Every now and then, I check in over at The Institute for Genomic Research (TIGR) to see what new projects they’re up to, as well as to see if they’ve released a particular genome sequence I’m waiting on. Yesterday I noticed this project:
Innovative Metagenomics Strategy Used To Study Oral Microbes
Rockville, MD - The mouth is awash in microbes, but scientists so far have merely scratched the surface in identifying and studying the hundreds of bacteria that live in biofilm communities that stick to the teeth and gums.
In an innovative new project that could help improve the detection and treatment of oral diseases, scientists are now using a metagenomics strategy to analyze the complex and difficult-to-study community of microbes in the oral cavity.
In recent years, molecular methods have indicated that there are well over 400 species of bacteria in the oral cavity. But, so far, only about 150 of those species have been cultured in laboratories and given scientific names. Using a metagenomics sequencing strategy, TIGR scientists will be able to identify bits and pieces of the DNA of many of those oral microbes that so far have not been grown in labs and studied.
Now, I know that there are an insane amount of microbes in the mouth, but 400 species? Holy cow.
For anyone who may be unfamiliar with the microbiology of plaque, it’s an incredibly complex mixture consisting of both bacterial and host cells, as well as inorganic material such as calcium and phosphate. The formation of plaque has been fairly well-studied, and can be broken down into several steps.
1) Pellicle formation. This begins as soon as teeth are cleaned. Substances (mainly glycoproteins) in your saliva then adhere to your teeth.

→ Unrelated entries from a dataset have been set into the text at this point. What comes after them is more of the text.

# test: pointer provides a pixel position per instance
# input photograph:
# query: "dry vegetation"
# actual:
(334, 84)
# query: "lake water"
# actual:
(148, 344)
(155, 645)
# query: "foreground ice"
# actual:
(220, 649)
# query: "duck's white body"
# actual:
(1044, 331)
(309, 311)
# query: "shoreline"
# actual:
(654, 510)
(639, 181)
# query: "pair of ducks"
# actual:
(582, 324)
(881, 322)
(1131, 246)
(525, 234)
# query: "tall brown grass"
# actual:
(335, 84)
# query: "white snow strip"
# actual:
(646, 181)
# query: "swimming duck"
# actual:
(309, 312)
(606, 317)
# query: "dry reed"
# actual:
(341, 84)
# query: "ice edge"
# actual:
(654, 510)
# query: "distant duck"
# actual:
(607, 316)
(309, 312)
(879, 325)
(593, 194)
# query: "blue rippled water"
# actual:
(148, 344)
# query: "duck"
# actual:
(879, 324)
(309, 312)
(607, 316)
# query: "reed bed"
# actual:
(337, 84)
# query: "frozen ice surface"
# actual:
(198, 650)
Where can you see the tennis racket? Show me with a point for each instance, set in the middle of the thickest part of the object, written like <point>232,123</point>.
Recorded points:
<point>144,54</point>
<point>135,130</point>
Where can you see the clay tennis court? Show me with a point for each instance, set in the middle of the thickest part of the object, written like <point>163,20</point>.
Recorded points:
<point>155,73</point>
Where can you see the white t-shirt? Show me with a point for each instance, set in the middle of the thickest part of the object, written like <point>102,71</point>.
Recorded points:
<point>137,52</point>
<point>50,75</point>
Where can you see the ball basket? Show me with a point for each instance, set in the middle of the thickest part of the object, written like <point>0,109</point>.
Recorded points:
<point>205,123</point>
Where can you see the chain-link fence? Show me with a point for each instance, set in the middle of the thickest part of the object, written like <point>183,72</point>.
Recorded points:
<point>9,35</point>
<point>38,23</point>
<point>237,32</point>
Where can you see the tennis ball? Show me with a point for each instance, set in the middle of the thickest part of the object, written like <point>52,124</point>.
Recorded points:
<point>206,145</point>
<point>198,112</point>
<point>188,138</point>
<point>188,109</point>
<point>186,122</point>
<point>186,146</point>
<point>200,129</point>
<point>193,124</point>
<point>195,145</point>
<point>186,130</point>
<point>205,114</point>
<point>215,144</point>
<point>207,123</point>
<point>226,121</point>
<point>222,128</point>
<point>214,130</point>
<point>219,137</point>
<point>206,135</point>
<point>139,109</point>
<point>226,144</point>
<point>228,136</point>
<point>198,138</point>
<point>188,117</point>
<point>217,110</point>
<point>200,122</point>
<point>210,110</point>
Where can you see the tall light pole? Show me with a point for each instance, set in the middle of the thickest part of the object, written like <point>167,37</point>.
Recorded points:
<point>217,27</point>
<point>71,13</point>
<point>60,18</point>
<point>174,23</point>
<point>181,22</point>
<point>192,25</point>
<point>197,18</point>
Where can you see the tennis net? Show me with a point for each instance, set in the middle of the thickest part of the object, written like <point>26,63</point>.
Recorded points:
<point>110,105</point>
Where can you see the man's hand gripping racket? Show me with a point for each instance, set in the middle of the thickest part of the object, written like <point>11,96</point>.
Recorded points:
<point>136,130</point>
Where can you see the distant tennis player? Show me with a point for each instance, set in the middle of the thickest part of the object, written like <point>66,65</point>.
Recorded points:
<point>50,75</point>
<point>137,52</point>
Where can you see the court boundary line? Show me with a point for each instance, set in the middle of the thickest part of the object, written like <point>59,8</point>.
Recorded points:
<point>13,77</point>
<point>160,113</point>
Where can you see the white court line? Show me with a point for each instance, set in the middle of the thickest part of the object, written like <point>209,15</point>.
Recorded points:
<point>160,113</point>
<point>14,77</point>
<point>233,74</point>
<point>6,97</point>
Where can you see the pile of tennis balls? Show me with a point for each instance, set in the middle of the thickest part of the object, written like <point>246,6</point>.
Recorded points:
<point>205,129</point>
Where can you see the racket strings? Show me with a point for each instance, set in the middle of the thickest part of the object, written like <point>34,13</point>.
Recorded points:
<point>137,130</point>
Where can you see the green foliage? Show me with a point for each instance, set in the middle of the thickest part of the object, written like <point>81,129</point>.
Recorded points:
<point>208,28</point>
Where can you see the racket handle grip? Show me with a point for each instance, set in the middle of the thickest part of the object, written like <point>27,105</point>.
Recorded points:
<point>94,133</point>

2) In the next step, the pellicle-coated teeth is colonized by a number of gram-positive bacteria, including several strains of Streptococci. These “primary colonizers” produce proteins which allow for attachment and adherence to the pellicle-coated tooth surface.
3) Plaque on the surface then increases as the primary colonizers divide, and as secondary colonizers attach to the primary colonizers, and multiply in number as well. Secondary colonizers include gram-negatives such as Prevotella intermedia and Capnocytophaga species (as well as many others).
4) Tertiary colonizers (generally ~1 week post-brushing–so hopefully most of us aren’t too familiar with them!) These include species of Porphyromonas, Campylobacter, and Treponema, and again, many others. By this time, metabolic reactions in the biofilm may lead to predictable structures in some members of the plaque: for example, a “corn cob” like array of cocci bound to filaments within the biofilm.
While some of the bacteria present feed off of oral nutrients supplied by the host (such as sugars), others within the plaque rely upon nutrients produced by other bacteria within the biofilm. Additionally, some species produce products which inhibit the growth of other species in the biofilm; for example, peroxide or acids. And of course, these acids also play a role in producing the characteristic holes in your teeth that can come from regular accumulation of dental plaque.
Nishihara and Koseki provide this schematic of the current model of dental plaque formation:
Of course, plaque are not the only biofilm we know of. They’re everywhere: on your shower curtain, on medical devices implanted in patients, on rocks in rivers and streams, and in your nose. While the sheer number of different organisms a biofilm may contain makes it a challenge to study, I personally relish that challenge, and would much rather tackle it than throw my hands in the air and say it’s “too complex” to have come about naturally.